Hyon Kim left her native Korea decades ago, but a childhood marred by the country's division has continued to haunt the Twin Cities entrepreneur.

In recent years, Kim's dramatic story has fueled an uncommon campaign to help North Korean refugees, particularly those who face exploitation and sexual assault in China. That campaign will culminate at the University of Minnesota Monday, in a symposium that highlights firsthand accounts of refugees, and challenges the United States to do more to address their plight.

"I wanted to do something for my homeland," said Kim. "It's a very slow movement, but I am breaking the ice."

Kim was 4 in 1951 when her father fled Seoul for the North. The U.S. military was advancing on the city, and he feared he would be targeted as a well-known leftist intellectual. He took her mother and brothers with him, but Kim was visiting an aunt in the countryside. She said her father left a note promising to return for her. But the border between North and South Korea was closed, and he never did.
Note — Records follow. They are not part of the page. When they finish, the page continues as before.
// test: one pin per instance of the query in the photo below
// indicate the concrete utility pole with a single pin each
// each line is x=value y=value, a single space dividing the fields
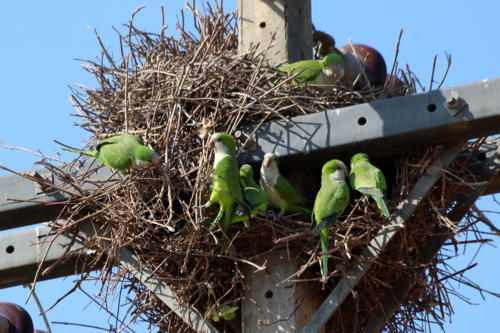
x=282 y=29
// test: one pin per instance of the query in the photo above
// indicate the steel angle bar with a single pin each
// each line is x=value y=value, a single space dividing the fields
x=380 y=241
x=22 y=251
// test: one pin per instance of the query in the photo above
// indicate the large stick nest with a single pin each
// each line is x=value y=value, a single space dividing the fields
x=176 y=92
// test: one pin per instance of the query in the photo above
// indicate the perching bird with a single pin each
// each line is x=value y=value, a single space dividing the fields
x=323 y=43
x=252 y=191
x=122 y=152
x=279 y=191
x=369 y=180
x=226 y=188
x=326 y=71
x=331 y=200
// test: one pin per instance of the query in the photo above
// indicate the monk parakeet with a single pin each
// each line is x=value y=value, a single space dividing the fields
x=279 y=191
x=253 y=192
x=369 y=180
x=323 y=43
x=326 y=71
x=122 y=152
x=331 y=200
x=225 y=178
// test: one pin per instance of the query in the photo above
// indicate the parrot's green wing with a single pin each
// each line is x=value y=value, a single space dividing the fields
x=325 y=222
x=369 y=180
x=308 y=69
x=93 y=153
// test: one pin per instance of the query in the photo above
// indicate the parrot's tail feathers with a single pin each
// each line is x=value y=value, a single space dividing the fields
x=382 y=206
x=325 y=223
x=371 y=191
x=324 y=257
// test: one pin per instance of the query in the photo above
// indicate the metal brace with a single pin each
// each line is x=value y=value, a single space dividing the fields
x=454 y=103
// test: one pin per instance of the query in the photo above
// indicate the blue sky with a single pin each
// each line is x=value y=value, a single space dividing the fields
x=40 y=41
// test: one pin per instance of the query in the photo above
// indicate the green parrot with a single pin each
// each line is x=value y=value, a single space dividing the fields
x=252 y=191
x=225 y=179
x=122 y=152
x=326 y=71
x=331 y=200
x=369 y=180
x=279 y=191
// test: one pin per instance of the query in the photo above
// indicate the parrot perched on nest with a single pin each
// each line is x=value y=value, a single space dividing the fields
x=326 y=71
x=122 y=152
x=331 y=200
x=369 y=180
x=225 y=179
x=279 y=191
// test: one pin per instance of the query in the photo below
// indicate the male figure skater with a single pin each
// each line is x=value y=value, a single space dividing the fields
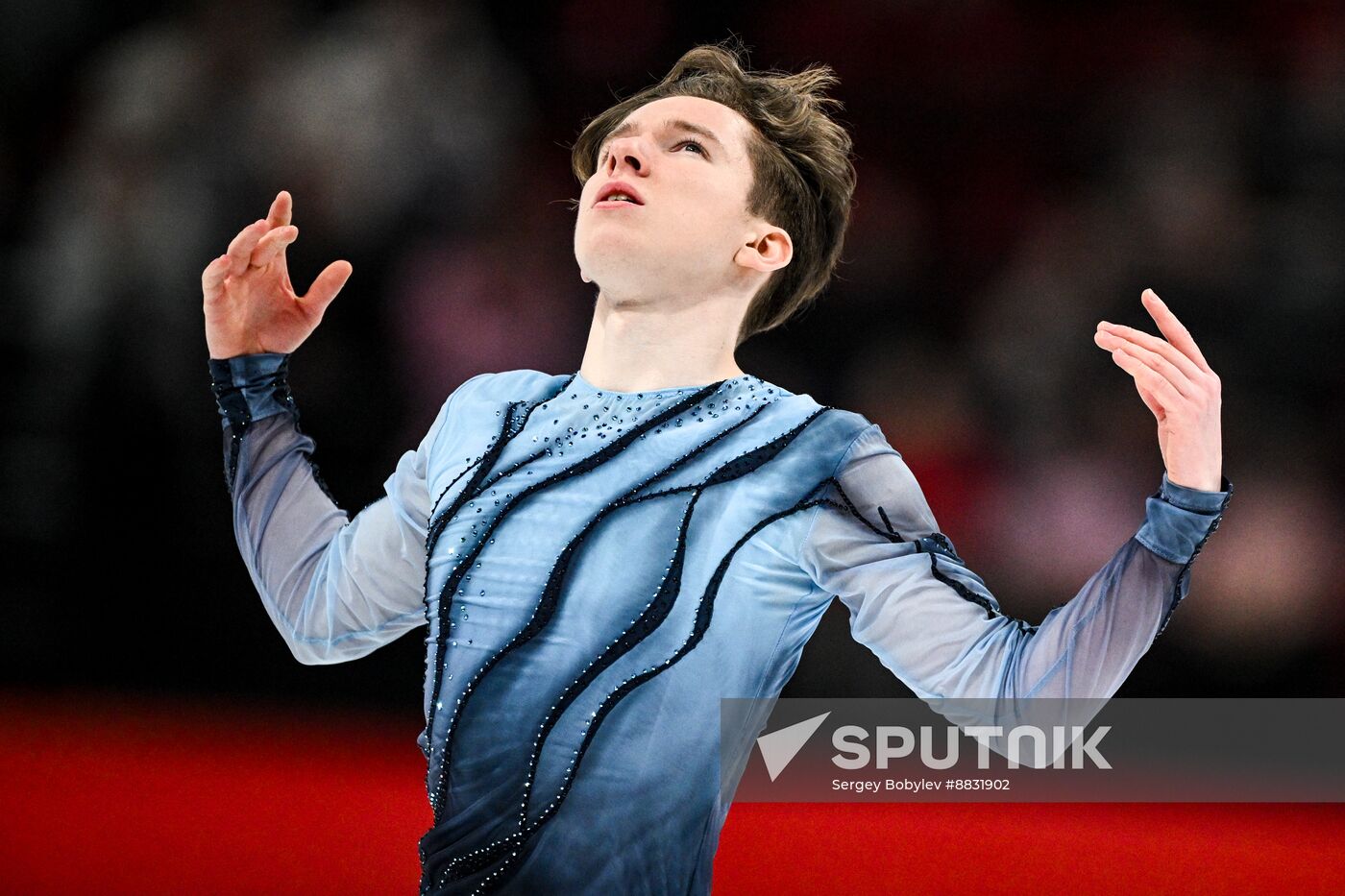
x=601 y=556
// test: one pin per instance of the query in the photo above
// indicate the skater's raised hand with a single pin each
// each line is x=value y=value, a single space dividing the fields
x=251 y=305
x=1179 y=386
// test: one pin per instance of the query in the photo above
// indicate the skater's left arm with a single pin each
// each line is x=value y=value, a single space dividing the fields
x=932 y=620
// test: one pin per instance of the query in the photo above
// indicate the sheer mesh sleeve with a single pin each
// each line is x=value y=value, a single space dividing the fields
x=335 y=587
x=932 y=620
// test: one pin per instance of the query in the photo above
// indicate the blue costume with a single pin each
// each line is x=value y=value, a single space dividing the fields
x=599 y=568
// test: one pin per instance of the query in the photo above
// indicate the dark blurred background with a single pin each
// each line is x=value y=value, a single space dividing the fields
x=1024 y=171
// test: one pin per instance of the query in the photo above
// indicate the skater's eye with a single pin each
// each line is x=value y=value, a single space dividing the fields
x=695 y=143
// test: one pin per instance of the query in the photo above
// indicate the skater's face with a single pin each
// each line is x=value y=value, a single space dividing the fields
x=686 y=161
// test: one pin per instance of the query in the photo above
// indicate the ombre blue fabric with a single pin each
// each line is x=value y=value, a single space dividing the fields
x=596 y=569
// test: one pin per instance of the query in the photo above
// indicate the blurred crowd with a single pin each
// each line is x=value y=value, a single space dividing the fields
x=1022 y=174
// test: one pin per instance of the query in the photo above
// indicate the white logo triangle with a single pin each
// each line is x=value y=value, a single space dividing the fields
x=779 y=747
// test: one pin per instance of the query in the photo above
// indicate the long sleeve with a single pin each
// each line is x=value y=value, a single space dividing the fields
x=335 y=587
x=932 y=620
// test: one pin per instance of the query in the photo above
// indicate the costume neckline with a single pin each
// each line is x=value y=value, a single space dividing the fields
x=580 y=382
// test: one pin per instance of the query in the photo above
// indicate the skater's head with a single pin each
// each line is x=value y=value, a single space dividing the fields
x=744 y=180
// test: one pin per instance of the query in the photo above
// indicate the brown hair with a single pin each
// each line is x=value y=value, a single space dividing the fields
x=802 y=174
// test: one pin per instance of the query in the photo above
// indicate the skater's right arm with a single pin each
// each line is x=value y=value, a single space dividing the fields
x=335 y=587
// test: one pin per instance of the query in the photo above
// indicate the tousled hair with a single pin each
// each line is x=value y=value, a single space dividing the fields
x=802 y=171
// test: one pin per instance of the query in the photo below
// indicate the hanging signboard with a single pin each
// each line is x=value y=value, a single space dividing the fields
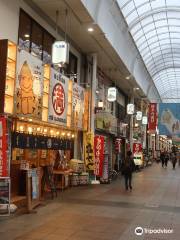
x=130 y=108
x=4 y=165
x=89 y=150
x=98 y=155
x=144 y=120
x=29 y=85
x=152 y=117
x=137 y=153
x=139 y=116
x=60 y=52
x=112 y=92
x=77 y=105
x=4 y=196
x=118 y=145
x=58 y=98
x=169 y=119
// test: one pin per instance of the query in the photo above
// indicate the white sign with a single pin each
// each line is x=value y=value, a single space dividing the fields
x=58 y=98
x=112 y=92
x=78 y=105
x=60 y=52
x=130 y=108
x=144 y=120
x=139 y=116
Kim's aunt raised her and adopted her. In 1970, Kim came to Minnesota with her then-husband, an American she had met while working for the U.S. military in Seoul. She went on to run several businesses, including a St. Paul civil engineering firm, and served on the U's Board of Regents.
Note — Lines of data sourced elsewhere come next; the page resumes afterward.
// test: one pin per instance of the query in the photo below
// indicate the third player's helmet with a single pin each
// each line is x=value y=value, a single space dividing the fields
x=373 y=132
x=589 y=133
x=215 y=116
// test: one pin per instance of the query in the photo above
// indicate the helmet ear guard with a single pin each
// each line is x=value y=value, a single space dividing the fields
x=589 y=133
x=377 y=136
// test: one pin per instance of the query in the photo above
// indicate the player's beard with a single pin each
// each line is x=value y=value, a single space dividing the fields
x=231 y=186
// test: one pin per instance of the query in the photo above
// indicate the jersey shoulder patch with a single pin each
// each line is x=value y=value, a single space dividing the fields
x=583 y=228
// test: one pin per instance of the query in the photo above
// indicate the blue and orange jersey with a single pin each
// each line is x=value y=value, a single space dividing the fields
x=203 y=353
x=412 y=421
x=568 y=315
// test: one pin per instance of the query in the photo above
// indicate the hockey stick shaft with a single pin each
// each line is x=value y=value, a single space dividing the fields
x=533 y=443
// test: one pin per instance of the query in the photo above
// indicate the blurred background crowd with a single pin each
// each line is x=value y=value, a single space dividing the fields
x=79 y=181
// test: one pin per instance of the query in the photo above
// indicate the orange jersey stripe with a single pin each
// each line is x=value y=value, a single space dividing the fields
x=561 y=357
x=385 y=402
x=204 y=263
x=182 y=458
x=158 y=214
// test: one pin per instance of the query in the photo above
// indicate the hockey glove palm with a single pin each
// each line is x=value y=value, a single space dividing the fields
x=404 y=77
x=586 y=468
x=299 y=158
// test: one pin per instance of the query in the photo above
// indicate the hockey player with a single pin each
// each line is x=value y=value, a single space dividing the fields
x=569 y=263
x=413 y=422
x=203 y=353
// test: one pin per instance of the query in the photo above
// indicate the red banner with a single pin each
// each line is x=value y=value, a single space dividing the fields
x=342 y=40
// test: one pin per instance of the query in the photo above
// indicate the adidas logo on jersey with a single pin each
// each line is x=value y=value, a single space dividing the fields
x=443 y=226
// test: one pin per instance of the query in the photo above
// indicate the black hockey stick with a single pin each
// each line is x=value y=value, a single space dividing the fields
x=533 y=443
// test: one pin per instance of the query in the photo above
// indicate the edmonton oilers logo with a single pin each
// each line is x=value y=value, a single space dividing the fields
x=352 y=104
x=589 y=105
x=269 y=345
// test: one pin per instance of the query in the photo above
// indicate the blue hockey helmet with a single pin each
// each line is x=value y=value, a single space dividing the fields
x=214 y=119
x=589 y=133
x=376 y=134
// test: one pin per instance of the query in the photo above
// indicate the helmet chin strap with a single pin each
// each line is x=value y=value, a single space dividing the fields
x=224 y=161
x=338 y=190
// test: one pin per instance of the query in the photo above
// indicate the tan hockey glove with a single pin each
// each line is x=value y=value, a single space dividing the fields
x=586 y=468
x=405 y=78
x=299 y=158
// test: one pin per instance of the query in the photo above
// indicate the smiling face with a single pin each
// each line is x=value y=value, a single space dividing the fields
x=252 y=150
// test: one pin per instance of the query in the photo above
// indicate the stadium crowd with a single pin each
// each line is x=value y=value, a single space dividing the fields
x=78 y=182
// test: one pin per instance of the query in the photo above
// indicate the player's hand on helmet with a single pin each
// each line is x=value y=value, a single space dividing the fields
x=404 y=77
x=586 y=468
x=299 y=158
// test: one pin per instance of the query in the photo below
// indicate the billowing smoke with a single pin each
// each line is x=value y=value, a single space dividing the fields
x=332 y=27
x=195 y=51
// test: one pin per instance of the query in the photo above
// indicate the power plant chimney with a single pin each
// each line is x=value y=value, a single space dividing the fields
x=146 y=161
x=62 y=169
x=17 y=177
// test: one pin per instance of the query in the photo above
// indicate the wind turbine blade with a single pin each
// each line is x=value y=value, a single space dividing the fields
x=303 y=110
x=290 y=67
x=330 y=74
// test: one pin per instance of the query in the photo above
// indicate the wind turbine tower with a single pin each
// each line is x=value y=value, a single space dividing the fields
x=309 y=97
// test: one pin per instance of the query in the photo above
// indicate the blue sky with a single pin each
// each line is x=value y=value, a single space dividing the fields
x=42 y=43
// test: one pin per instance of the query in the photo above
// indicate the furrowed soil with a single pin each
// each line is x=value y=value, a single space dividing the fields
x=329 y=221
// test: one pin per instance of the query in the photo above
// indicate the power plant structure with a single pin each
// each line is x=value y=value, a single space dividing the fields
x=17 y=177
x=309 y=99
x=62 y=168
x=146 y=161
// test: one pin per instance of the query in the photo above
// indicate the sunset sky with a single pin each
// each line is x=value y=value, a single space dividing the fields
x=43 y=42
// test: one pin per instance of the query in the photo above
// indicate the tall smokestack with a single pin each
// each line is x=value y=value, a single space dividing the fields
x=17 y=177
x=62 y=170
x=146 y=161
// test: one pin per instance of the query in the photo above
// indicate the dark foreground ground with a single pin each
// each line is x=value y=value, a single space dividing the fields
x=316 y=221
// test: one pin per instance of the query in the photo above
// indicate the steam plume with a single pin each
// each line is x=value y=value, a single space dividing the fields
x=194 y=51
In 1990, she traveled to North Korea and briefly reunited with her family. She was eager to confront her father about abandoning her, only to find out he had been killed in a North Korean purge of intellectuals in the 1950s.
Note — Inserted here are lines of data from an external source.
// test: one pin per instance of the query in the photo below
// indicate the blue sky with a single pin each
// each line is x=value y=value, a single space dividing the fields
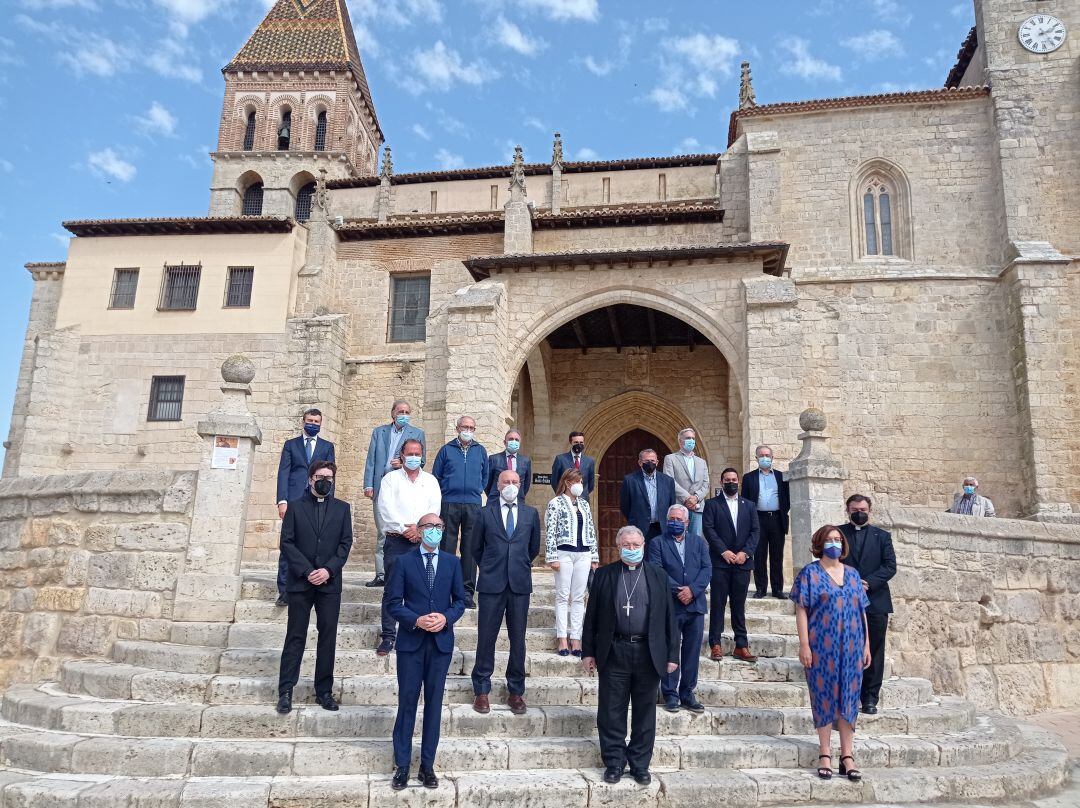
x=110 y=106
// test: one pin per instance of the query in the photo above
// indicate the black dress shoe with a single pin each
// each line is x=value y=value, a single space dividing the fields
x=612 y=775
x=285 y=703
x=428 y=778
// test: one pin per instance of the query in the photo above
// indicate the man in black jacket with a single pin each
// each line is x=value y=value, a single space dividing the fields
x=630 y=637
x=871 y=553
x=315 y=540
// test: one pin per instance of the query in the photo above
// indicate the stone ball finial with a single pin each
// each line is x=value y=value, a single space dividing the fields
x=238 y=369
x=812 y=420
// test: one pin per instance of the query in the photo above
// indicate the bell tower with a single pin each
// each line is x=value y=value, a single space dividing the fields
x=296 y=103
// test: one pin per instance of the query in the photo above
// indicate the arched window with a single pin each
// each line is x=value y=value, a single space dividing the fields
x=253 y=200
x=250 y=132
x=321 y=132
x=304 y=199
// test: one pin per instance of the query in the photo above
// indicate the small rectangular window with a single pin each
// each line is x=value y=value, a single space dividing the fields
x=124 y=283
x=408 y=308
x=238 y=287
x=166 y=399
x=179 y=287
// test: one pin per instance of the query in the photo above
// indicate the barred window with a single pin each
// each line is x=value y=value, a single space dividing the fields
x=253 y=200
x=238 y=290
x=408 y=308
x=166 y=399
x=124 y=283
x=304 y=198
x=179 y=288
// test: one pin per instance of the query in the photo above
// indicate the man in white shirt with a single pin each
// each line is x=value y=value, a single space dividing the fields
x=405 y=495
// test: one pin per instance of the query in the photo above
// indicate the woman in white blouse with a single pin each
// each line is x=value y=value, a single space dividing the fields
x=571 y=553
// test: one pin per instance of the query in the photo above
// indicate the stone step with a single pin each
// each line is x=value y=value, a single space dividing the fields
x=58 y=752
x=51 y=709
x=1042 y=764
x=112 y=681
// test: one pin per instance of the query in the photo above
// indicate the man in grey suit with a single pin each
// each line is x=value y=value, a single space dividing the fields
x=691 y=477
x=383 y=456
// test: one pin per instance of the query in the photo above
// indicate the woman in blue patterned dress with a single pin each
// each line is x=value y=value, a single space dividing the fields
x=834 y=648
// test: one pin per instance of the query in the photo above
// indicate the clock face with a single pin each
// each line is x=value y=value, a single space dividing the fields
x=1041 y=34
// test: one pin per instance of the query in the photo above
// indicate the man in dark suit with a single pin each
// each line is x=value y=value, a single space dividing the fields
x=576 y=458
x=767 y=488
x=731 y=530
x=629 y=636
x=297 y=455
x=685 y=557
x=427 y=597
x=505 y=541
x=510 y=459
x=871 y=553
x=315 y=540
x=646 y=495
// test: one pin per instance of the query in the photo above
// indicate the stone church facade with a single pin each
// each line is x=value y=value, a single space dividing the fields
x=904 y=261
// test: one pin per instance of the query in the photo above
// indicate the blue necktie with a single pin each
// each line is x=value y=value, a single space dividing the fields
x=431 y=569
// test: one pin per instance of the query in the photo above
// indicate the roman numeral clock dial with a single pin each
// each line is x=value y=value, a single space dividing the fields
x=1041 y=34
In recent years, Kim has channeled her complicated feelings about her homeland into an effort to better understand the situation of North Korean defectors. The experience brought her healing, she says. She traveled to South Korea three times to meet with North Koreans who fled by way of China. Because China doesn't recognize these defectors as refugees and deports them, they are at the mercy of the men they pay to help them cross into the country. Hence the well-publicized accounts of rape, sex trafficking and economic exploitation.

"I heard so many terrible stories," Kim said.

North Koreans able to continue on to Thailand or Laos can apply for resettlement to the United States, but the process takes years. Through the symposium, Kim hopes to advocate for speedier resettlement and more U.S. pressure on China to recognize North Korean refugees. She would like to see North Korean arrivals in Minnesota, where she notes many Hmong refugees have thrived since families first arrived in the 1980s.

Eric Schwartz, dean of the U's Humphrey School of Public Affairs and an authority on refugee issues, says the treatment of North Korean defectors in China has failed to get the international attention that it merits.

"The human rights situation in North Korea is dire," said Schwartz, who is speaking at the symposium. "It has caused so many people to flee into a very precarious situation across the border with China."